The Denver Nuggets are in the NBA Finals for the first time in franchise history, and I’m sincere when I say that’s not a backhanded compliment. Yet it seems as if I’m one of only a few media members who actually wants to talk about the team that won the Western Conference Finals. The league and its cling-ons were hoping for a heaping helping of Los Angeles Lakers-Boston Celtics, and instead, they’ll have to settle for Serbian food and Nickelback.
However, this is the job. Write about the squads still standing, and hand out flowers to the players who earned them. Nikola Jokić is playing like an old-school video game boss, made impossible to beat due to finite lives, not enough quarters, and an unstoppable array of unblockable attacks. We just spent the past month and a half drooling over L.A. coming back from a horrendous start, yet Jamal Murray returning from a torn ACL and shedding the Bubble Murray moniker isn’t compelling because he’s not in purple and gold?
It’s easy to rattle off players and say, “They’re not interesting.” I could just as easily do it with media personalities who claim banality as an excuse for not wanting to talk about Denver. The Nuggets have a two-time MVP and a group of guys who’ve also persevered through injuries. In addition to Murray’s road to recovery, Michael Porter Jr. only appeared in nine games last year, and has had to overcome back problems since the draft.

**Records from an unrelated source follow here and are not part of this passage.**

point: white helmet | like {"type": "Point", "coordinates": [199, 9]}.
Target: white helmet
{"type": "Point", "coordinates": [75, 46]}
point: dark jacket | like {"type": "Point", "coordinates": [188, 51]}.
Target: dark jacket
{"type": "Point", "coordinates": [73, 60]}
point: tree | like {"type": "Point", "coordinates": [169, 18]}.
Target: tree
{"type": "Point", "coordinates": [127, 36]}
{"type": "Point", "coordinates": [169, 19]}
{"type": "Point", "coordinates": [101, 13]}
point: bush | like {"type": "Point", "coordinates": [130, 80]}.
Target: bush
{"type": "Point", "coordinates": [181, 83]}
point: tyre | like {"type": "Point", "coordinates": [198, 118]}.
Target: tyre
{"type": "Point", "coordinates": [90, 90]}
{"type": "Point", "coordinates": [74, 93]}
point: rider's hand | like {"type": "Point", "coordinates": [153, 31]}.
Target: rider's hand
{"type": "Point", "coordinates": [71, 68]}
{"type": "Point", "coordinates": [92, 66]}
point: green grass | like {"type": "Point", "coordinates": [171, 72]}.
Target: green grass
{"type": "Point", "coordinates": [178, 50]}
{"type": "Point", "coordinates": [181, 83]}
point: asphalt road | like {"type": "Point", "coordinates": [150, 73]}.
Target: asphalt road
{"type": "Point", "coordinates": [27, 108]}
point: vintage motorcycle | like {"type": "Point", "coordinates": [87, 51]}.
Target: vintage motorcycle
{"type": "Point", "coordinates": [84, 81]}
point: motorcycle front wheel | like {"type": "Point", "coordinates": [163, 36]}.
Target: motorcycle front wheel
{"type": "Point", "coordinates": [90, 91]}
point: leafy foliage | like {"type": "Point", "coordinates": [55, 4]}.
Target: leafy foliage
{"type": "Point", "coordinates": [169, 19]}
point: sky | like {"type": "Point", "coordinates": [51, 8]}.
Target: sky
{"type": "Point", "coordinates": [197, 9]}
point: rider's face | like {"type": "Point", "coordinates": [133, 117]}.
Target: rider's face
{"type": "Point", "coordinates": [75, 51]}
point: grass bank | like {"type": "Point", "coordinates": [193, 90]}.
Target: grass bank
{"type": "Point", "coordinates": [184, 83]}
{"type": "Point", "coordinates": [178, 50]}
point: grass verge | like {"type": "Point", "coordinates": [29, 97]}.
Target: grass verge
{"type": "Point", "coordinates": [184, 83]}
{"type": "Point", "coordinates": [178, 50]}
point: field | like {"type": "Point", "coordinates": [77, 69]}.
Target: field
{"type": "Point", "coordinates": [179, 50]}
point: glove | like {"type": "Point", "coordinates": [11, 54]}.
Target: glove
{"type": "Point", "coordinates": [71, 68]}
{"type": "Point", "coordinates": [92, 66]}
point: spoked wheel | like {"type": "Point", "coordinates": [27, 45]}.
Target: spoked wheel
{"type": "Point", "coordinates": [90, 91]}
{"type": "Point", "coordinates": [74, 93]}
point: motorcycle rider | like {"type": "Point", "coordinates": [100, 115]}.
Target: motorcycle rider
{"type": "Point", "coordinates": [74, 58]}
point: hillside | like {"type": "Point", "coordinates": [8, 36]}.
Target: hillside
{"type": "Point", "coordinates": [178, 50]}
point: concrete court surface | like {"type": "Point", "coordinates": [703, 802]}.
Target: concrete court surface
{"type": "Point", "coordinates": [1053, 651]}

I understand that LeBron James and Anthony Davis do more traffic, and are easier to discuss because all we ever do is talk about L.A. They don’t matter at the moment because they were summarily swept by a far superior team. We have all offseason to debate LeBron’s future, so that can be shelved for now — and in general.
Blame ringzzz culture, sports media, social media, everyone
Chris Mannix isn’t the only reporter who wants to clock in and go through the motions. If sports media painted houses, every home would be a hue of beige. It’s the same storylines over and over again, and the only way to enter the conversation is to win a ring, or say some wild shit.
If a ring is the only currency that earns a player media attention, then why has Damian Lillard been in the news even though Portland was eliminated from playoff contention in March?
We literally just shouted about Jokić and the MVP race for months, but a lot of people were on the Joel Embiid bandwagon, so offering a mea culpa would be career suicide because it would compromise a take, your integrity? I’m still not sure. I caped for Embiid, and I couldn’t have been more wrong.
Even after getting slandered for months because he was the white face of the MVP debate, Jokić derided those who’ve been “mean” to Embiid, and said the Cameroonian wasn’t deserving of the award after the 76er’s second-round exit. That’s essentially the reception Jokić got after last postseason, and the media wonders why he has no interest in participating in their dog and pony show.
There are gobs of angles to cover with this Nuggets team, and I will not entertain excuses to talk about the fucking Lakers. All of the alleged reasons to ignore Denver have nothing to do with basketball, yet that’s what we’re supposed to be covering.